小さな生き物がくれた希望の光

安倍晋三が今月26日、27日の両日にハワイ訪問だとぉ〜。年末の
交通量が一番ピークの時に首都高を規制して羽田から出発かよ。

官邸からヘリで羽田に行け…ボソ。

あれかな?11月に就任前のトランプ氏に会いに行って、アメリカ政府
から「まだ大統領じゃないのに何してんだよ」と怒られたから、わざわざ
休暇中のオバマ大統領に尻尾を振りに行くって解釈でOK?

『カタツムリが食べる音』(エリザベス・トーヴァ・ベリー 飛鳥新社)読了。

ふかふかの寝床にいたはずなのに、突然、その寝床から引きはが
された。突然のことに驚いていると、また足元がふかふかとした。
でも、今までいた場所と何かが違う。

私の目は明暗を感じるだけで、周りの風景は見えない。けれども、
自分の周りの空気や匂いの変化を感じることは出来る。

私はカタツムリ。森の腐葉土の上にいた。それなのに、今は違う場所
へ移動しているようだ。

と、カタツムリになって書いてみようかと思ったが断念。だって、カタツ
ムリの気持ちは分からないんだもの。でも、本書の主役はカタツムリ
なのだ。

それも難病で寝たきりになってしまった著者の病床に、友人がスミレの
鉢植えと共に届けてくれたのがカタツムリ。当然のように著者は戸惑う。
タツムリに興味があったのでも、特段好きな生き物だったのでもない。

届けてくれた友人も、野生のスミレの花を鉢に植え替えた近くてたまたま
タツムリを見つけ、なんとなく摘み上げて鉢の中へ入れただけ。

でも、この小さな生き物が突然難病に襲われて絶望の淵にいた著者に
生きる希望を与えた。

「ペットセラピー」なる言葉もあるけれど、大抵は猫とか犬。カタツムリと
セラピーを結び付けるなんて誰もしないだろう。しかし、寝返りを打つの
も困難な状況で、ベッドから少々離れた場所で、ゆっくりゆっくり生きる
タツムリと、著者は時間を共有するようになる。

健康だった頃のペースでは生活できない。ベッドの上で病の不安と闘い
ながら、緩慢な時間が過ぎて行くのを待つしかない。どれほどの絶望
だったのだとうと、著者の苦痛を思う。

しかし、「あの子」と呼ぶことになるカタツムリがやって来て、その生態を
観察することで、別の時間の流れがあることに気付く。

時に詩的に、時に哲学的に。

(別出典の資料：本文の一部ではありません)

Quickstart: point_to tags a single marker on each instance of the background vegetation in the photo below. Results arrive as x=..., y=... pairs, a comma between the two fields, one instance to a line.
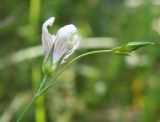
x=99, y=88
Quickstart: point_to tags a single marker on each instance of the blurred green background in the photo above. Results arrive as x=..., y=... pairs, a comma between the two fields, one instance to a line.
x=99, y=88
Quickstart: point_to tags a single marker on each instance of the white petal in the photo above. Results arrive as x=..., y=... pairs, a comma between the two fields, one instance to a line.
x=75, y=46
x=47, y=38
x=61, y=41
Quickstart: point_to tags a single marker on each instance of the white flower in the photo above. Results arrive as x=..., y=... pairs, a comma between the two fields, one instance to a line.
x=61, y=46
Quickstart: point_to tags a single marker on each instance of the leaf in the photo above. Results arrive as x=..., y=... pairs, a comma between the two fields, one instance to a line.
x=129, y=47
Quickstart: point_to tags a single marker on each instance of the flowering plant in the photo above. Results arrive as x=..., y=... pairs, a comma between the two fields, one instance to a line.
x=58, y=48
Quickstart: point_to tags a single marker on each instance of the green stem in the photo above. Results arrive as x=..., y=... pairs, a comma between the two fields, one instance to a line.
x=27, y=108
x=41, y=85
x=50, y=84
x=38, y=89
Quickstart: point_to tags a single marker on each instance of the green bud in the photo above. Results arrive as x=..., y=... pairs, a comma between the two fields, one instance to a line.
x=129, y=47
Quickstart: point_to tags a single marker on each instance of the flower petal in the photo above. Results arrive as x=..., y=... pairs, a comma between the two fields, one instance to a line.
x=62, y=41
x=76, y=42
x=47, y=38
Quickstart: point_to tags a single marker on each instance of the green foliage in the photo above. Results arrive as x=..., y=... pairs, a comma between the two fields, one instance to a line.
x=97, y=88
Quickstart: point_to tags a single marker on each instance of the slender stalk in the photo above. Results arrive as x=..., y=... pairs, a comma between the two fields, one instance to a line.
x=41, y=84
x=27, y=108
x=50, y=84
x=38, y=89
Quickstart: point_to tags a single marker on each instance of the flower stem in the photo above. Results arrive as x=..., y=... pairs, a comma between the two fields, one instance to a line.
x=38, y=89
x=51, y=83
x=27, y=108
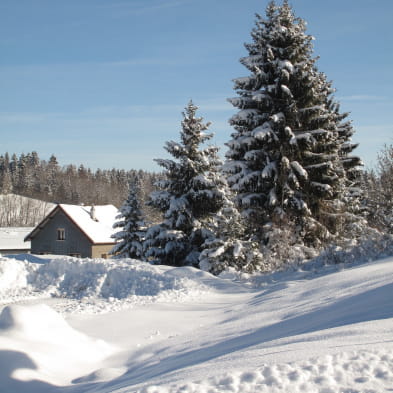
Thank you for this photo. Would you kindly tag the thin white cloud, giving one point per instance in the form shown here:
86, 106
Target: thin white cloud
362, 97
141, 7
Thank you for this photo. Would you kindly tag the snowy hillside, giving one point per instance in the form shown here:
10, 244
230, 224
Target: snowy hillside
69, 325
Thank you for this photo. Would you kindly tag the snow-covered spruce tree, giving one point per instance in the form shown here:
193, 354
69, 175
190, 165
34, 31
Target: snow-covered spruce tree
227, 247
379, 192
189, 194
284, 158
131, 234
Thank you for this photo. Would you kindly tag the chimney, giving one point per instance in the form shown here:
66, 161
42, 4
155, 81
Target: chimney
93, 213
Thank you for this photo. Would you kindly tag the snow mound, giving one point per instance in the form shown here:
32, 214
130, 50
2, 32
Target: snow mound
42, 332
368, 371
96, 284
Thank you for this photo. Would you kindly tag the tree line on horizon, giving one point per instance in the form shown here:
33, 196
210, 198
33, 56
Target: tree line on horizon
291, 186
30, 176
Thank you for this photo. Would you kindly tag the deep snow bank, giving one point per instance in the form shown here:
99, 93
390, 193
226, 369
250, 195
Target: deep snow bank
94, 285
39, 331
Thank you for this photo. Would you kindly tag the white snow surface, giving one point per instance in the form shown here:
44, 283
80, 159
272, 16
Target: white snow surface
92, 325
12, 238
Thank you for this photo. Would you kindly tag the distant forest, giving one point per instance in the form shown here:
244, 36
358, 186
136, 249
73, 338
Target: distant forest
29, 175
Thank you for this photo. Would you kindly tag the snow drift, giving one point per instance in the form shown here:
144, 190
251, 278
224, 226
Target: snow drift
125, 326
116, 283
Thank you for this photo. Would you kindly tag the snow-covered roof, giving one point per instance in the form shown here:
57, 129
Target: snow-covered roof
98, 227
12, 238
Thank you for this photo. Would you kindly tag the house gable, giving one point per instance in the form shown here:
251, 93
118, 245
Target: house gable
47, 240
73, 230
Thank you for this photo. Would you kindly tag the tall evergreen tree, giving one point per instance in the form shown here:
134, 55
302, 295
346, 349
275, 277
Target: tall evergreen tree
189, 194
284, 157
227, 248
130, 237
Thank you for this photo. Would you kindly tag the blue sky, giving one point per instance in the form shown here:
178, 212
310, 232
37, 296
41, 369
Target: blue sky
104, 82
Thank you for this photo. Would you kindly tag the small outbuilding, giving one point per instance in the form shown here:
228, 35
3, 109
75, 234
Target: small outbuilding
80, 231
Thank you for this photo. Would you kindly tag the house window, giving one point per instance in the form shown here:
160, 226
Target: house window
60, 234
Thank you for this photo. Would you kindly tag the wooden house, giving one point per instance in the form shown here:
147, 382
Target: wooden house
81, 231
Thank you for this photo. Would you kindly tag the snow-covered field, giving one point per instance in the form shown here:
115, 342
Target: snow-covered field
69, 325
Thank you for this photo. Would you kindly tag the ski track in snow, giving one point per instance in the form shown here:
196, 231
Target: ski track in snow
70, 325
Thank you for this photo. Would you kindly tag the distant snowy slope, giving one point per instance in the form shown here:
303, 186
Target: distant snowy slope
177, 330
20, 211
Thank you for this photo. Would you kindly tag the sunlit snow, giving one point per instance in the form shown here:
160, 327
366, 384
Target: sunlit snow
92, 325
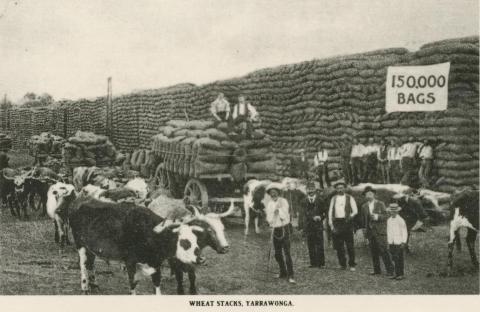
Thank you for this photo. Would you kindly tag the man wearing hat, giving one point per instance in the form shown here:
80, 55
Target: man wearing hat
320, 161
345, 148
409, 152
244, 113
397, 239
312, 213
411, 204
4, 159
425, 153
340, 218
279, 219
220, 108
375, 217
356, 159
299, 165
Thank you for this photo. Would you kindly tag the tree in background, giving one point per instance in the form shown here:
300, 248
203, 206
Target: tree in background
30, 99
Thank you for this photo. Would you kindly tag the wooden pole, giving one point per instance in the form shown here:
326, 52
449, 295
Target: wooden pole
109, 109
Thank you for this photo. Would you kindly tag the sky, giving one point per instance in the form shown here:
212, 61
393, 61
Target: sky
68, 48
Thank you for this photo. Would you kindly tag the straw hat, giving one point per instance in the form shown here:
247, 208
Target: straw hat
394, 207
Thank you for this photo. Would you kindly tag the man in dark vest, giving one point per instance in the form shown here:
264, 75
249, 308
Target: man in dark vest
4, 159
299, 166
375, 218
294, 198
340, 219
312, 213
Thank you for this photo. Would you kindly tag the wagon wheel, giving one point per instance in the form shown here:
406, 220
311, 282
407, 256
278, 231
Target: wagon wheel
174, 185
161, 178
196, 191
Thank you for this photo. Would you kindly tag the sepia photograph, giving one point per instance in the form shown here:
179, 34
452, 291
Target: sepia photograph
239, 148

「あの子」のことを知ろうと、文献を読み
推論し、深く深く「あの子」に魅了されて行く。その過程の文章が美しい。
キラキラしている。

そうして、本書は読み手を魅了する。読んでいる途中で本当にカタツムリ
を飼ってみたくなったのだもの。そうして、本書のタイトルにもなっている、
著者が夜中に聞いたと言う、ひそやかなカタツムリが食べる音を聞いて
見たいと思った。

でも、いないの。カタツムリ。子供の頃は梅雨時になったら近所のブロック
塀の上に必ずいたのに、近年はその姿さえ見ていない。

生存するには厳しい環境になると冬眠すると言うカタツムリ。今はどこかで
永い眠りについているのかしらね。

たまたま古書店で見つけた作品だったけれど、この本に出会えてよかっ
た。内容もさることながら、装丁も素敵だ。どこかで見掛けたら、中身は
読まなくても結構だが、装丁だけでも眺めて欲しい。